The IT Security Team are designated custodians of systems and they have responsibility for the management of ICT systems and inherent information. They shall ensure that all systems driven controls that will enforce this policy and its relevant procedures are implemented strictly. This team also monitors breaches and incidents activate sanction process when the need arises in line with limits
Database Administrator(s) – It is the responsibility of system administrators to maintain with utmost care and ethics the confidentiality, integrity and availability of information systems under their custody.
9. Support for IMS implementation
The management declares that all phases in IMS implementation will be supported with adequate resources in order to achieve all goals and objectives set in this Policy.
10. Policy Review
This policy shall be reviewed at least every (2) years to ensure effectiveness and continual application and relevance to the Company’s business or as may be required.
11.Escalation
Anyone breaching information security and privacy policy may be subject to disciplinary action. If a criminal offence has been committed further action may be taken to assist in the prosecution of the offender(s). All policy breaches shall be escalated to the Information Technology/DPO for action.
12. Sanction for Breaches
Breaches of this policy and/or security and incidents can be defined as events which could have, or have resulted in, loss or damage to Avetium Consult ’s assets, or an event which is in breach of Avetium Consult security procedures and policies.

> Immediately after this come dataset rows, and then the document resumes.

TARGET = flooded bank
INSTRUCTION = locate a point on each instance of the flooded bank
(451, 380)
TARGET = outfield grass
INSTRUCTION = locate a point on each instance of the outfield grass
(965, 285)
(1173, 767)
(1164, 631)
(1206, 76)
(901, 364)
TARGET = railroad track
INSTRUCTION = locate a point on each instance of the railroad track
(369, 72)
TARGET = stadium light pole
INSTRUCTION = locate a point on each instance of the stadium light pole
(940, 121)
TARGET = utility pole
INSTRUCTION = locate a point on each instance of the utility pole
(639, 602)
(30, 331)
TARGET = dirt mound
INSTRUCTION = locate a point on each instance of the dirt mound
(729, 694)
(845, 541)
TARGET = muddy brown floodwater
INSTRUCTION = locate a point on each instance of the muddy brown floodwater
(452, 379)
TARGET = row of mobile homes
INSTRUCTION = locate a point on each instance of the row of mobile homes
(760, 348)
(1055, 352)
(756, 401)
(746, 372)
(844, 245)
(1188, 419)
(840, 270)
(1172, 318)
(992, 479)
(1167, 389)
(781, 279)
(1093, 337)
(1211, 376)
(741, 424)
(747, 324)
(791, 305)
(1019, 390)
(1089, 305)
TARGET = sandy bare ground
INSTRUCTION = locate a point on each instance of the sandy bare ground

All Avetium Consult employees, operators in the capital market, partners, third Parties and vendors have a responsibility to report security incidents and breaches of this policy as quickly as possible through an established Incident Reporting Procedure. This obligation also extends to any external organization contracted to support or access the Information Systems Avetium Consult
Avetium Consult shall ensure that appropriate measures to remedy any Security breach of the policy and its associated procedures and guidelines through the relevant frameworks are in place. In the case of an employee then the matter may be dealt with under the disciplinary procedures.
13. Policy Exceptions & Retention
All exceptions must be approved by the MD/CEO of Avetium Consult. All documentation shall be maintained in accordance with Avetium Consult policy for Retention of Documents and Records or as regulation requires.